I am Steve Kerrison, a Senior Research Associate in the Microelectronics Research Group at the University of Bristol. I'm attached to the EMC2 project, working on predictable networks for mixed-criticality embedded multi-core systems. My previous project was ENTRA: Whole Systems Energy Transparency. I also direct teaching units for Bristol's MSc Computer Science degree programme. I have a PhD in Computer Science and a 1st Class MEng in Computer Systems Engineering (Computer Science & Electronics) from the University of Bristol.
In September 2015 I was awarded my PhD. My thesis is titled Energy modelling of multi-threaded, multi-core software for embedded systems. It is available online in standard (coloured hyperlinks) and print (black hyperlinks) format under a Creative Commons Attribution-NonCommercial-NoDerivatives 4.0 International License.
A full list of my publications can be found via the University of Bristol's Research Information portal.
In the first year of my PhD I was installed at a local chip company called XMOS. The company makes innovative high performance multi-threaded & multi-core embedded processors with an instruction set that gives you direct control over many aspects of I/O, allowing you to do in software what previously required a separate ASIC or FPGA. I've been using their architecture as part of my analysis into software energy modelling and optimisation.
I am also a self employed web developer and systems administrator with over 6 years of experience in developing for high traffic environments, principally within the Unix/Apache/PHP/MySQL stack, but also with experience in Nginx (moreso than Apache these days) and Memcached. I used to use FreeBSD servers a lot and have experience with ZFS on both FreeBSD and OpenSolaris (NexentaCore), as well as now on Linux. In addition, I have an appreciation of infrastructure issues that are overlooked by those with less experience. I am (as is abundantly clear from this page) not a graphic designer. Graphic design and web development are two distinct roles, but one cannot function well without the other.

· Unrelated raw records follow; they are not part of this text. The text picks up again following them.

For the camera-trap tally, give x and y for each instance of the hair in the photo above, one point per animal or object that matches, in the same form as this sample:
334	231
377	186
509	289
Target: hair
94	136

I look after systems and services for BOXFX, a video production & graphics design company, as well as HEXUS, an online technology publication with millions of monthly visits. I also developed my research group's website in cooperation with a fellow PhD student, although I do not currently maintain it.
I work very closely with Snap Fashion, a web start-up that combines an amazing piece of image processing technology (created by the founder) with a fashion shopping portal. I have been involved since its infancy and am responsible for server infrastructure as well as optimisation of the technology at the heart of Snap Fashion.
In 2010/11 I did some work on a Linux driver for the PCTV nanoStick T2 290e; a USB DVB-T2 (Freeview HD) tuner.